Healthcare Business

Biotech Stocks to Buy After the Pullback

Typically when news drifts out of Washington, D.C., concerning tax changes that can affect a sector, that sector will get pummeled first and questions will be asked later. That is exactly what happened late Thursday. The biotech and specialty pharmaceutical groups got hit hard for a variety of reasons. The largest of which the analysts at Jefferies believe, is commentary within Washington’s new budget proposal regarding tax inversion strategies. They have seen language before and believe that concerns, insofar as they are impacting stocks are overdone.

In a research note the firm put out, the analysts conclude that even if such actions were to be taken to curtail tax strategies, it would take a number of years before laws were enacted. The longevity of the specialty pharmaceutical trade in terms of the value creation merger and acquisition thesis is concerned, has been by far the largest component of the bear thesis with respect to some of the stocks that got hit hard. They Jefferies team thinks that the group is therefore oversold, and would look to buy on weakness.

Here is a list of some of the names Jefferies says to buy now, especially on any continued weakness.

Actavis PLC (NYSE: ACT) is a top generic-drug maker and continues to see unprecedented growth. In the second quarter, total sales exceeded $2 billion, creating 57% year-over-year growth. A key element to Actavis’s growth has been the so-called patent cliff, a period in which many of the world’s best-selling drugs are losing patent protection. In fact, during Actavis’s fourth-quarter report, it specifically mentioned the new generic introduction of drugs such as Suboxone, Lidoderm and Concerta as growth drivers. The Thomson/First Call target is $227.80. Actavis closed Thursday trading at $213.95, down almost 5%.

Auxilium Pharmaceuticals Inc. (NASDAQ: AUXL) has been often mentioned as a solid takeover candidate. Its Testim drug is a proprietary, topical testosterone replacement therapy gel FDA approved for the treatment of male hypogonadism.

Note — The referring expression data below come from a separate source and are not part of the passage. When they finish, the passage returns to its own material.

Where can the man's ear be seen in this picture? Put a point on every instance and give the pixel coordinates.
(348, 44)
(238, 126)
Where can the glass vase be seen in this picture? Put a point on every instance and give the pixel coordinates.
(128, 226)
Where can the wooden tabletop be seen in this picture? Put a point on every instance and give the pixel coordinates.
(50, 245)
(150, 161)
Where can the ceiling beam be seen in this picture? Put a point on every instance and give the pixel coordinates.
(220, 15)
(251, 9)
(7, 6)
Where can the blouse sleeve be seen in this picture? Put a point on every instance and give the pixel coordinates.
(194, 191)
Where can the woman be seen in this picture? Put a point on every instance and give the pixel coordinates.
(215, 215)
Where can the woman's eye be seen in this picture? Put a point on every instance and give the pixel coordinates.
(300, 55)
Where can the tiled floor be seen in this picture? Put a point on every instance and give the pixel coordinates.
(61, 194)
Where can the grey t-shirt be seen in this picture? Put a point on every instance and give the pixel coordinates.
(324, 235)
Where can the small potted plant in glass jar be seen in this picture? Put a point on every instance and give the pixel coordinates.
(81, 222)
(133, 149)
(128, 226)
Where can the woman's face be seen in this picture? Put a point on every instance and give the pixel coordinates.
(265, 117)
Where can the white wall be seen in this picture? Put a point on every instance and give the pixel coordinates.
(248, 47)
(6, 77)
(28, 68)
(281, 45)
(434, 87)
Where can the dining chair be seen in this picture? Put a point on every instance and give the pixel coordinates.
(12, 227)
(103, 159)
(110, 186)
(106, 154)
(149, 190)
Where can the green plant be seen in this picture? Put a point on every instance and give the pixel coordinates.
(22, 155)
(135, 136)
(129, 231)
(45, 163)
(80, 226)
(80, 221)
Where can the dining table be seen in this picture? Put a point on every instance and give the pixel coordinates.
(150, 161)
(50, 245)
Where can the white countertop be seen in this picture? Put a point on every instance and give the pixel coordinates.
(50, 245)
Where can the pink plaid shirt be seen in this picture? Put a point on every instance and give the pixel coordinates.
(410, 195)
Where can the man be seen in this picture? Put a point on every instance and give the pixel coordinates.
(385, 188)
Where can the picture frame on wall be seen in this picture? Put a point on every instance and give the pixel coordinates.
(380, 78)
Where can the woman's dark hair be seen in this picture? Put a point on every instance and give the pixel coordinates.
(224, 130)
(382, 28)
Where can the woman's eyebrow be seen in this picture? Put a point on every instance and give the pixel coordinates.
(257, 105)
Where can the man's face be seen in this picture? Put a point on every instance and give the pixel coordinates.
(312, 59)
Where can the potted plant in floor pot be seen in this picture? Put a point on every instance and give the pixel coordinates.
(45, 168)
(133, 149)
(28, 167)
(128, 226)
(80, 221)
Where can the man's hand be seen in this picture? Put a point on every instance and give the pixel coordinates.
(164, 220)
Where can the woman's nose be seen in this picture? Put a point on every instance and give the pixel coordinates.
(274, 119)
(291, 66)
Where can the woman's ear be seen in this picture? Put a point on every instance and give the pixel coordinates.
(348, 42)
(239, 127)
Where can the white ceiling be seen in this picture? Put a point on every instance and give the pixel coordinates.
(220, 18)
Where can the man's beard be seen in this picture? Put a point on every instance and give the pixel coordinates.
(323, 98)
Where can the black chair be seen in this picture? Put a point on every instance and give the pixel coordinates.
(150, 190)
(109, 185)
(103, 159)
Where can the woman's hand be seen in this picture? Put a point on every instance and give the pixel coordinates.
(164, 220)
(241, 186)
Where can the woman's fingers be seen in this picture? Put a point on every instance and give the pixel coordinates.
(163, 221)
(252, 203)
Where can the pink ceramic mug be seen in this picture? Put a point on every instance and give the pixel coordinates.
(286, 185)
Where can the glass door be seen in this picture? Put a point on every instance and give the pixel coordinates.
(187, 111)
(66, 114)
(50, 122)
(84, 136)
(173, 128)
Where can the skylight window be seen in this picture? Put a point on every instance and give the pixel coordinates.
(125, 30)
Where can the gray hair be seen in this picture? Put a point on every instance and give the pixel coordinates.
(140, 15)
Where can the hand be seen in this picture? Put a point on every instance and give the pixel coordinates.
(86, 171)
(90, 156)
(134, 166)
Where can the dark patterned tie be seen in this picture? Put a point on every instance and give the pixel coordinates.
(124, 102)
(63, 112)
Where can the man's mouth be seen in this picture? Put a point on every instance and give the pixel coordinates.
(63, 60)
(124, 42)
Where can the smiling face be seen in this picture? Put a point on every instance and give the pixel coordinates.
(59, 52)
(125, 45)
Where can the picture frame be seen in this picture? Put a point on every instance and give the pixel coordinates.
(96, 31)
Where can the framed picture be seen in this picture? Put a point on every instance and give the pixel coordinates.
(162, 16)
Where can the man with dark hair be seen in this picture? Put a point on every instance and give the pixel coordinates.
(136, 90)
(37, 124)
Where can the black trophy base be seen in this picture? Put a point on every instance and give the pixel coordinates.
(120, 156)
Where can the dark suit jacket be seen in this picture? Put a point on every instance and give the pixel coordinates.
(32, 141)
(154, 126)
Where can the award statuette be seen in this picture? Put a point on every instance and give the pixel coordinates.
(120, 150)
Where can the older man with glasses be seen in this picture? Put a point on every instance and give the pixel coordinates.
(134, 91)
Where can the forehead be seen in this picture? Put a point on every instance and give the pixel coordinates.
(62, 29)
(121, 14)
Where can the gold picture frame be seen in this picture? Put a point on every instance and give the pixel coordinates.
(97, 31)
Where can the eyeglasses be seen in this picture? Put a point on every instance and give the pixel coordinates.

Since its launch in the spring of 2003, Testim has steadily gained market share from entrenched competition via the company’s increased 150-person sales and marketing organization in the United States. The consensus price target stands at $32.19. Shares closed down more than 7% Thursday at $29.61.

Celldex Therapeutics Inc. (NASDAQ: CLDX) focuses on developing therapeutic antibodies, antibody drug conjugates, immune system modulators and vaccines. Investors are interested in Celldex because of the unmet need therapies the company is developing. Celldex is working on drug indications that include therapies for glioblastoma, breast cancer, dense deposit disease and lymphoma. A late 2013 secondary stock offering helped shore up the company coffers. The consensus estimate is at $36.33. Celldex closed Thursday at $27.65, down 5.5%.

Endo Health Solutions Inc. (NASDAQ: ENDP) announced last year that it was buying Canadian based Paladin Labs for $1.5 billion. The stock reacted favorably as Wall Street loved the deal, which looks to be accretive to earnings in the first year. The consensus price target is $69.50. Endo closed Thursday at $73.89, down 3.4%

Mallinckrodt PLC (NYSE: MNK) just made a big acquisition that some firms on Wall Street think could be a game-changer. While the recent purchase of Cadence Pharmaceutical is expected to be accretive, some also think that Mallinckrodt overpaid. The consensus price target is $62.20. Mallinckrodt closed Thursday at $66.90, down 4.3%.

Valeant Pharmaceuticals International Inc. (NYSE: VRX) acquisition of Medicis last year made it the leading dermatology firm in the United States with segment sales approaching $2 billion. Valeant expanded its acne franchise via the Medicis purchase, with the addition of Solodyn — a once daily oral antibiotic (minocycline) launched in 2006 — and Ziana — a combination clindamycin/tretinoin topical gel introduced in 2007. The consensus price target for this fast growing company is an astonishing $52. The stock closed Thursday at $138.55, down 6.6%.

Event driven hedge funds have computer programs that scan headlines constantly around the world looking for any piece of data that can trigger a buy or sell. Once the selling started Thursday, it became indiscriminate, and it was obvious that short-sellers were trying to exploit the downside weakness. The bottom line, as we all know, is nothing gets done fast in Washington D.C. Any tax amendment that would affect these companies could be way in the distance. Now may be an opportune time to buy some of these top names.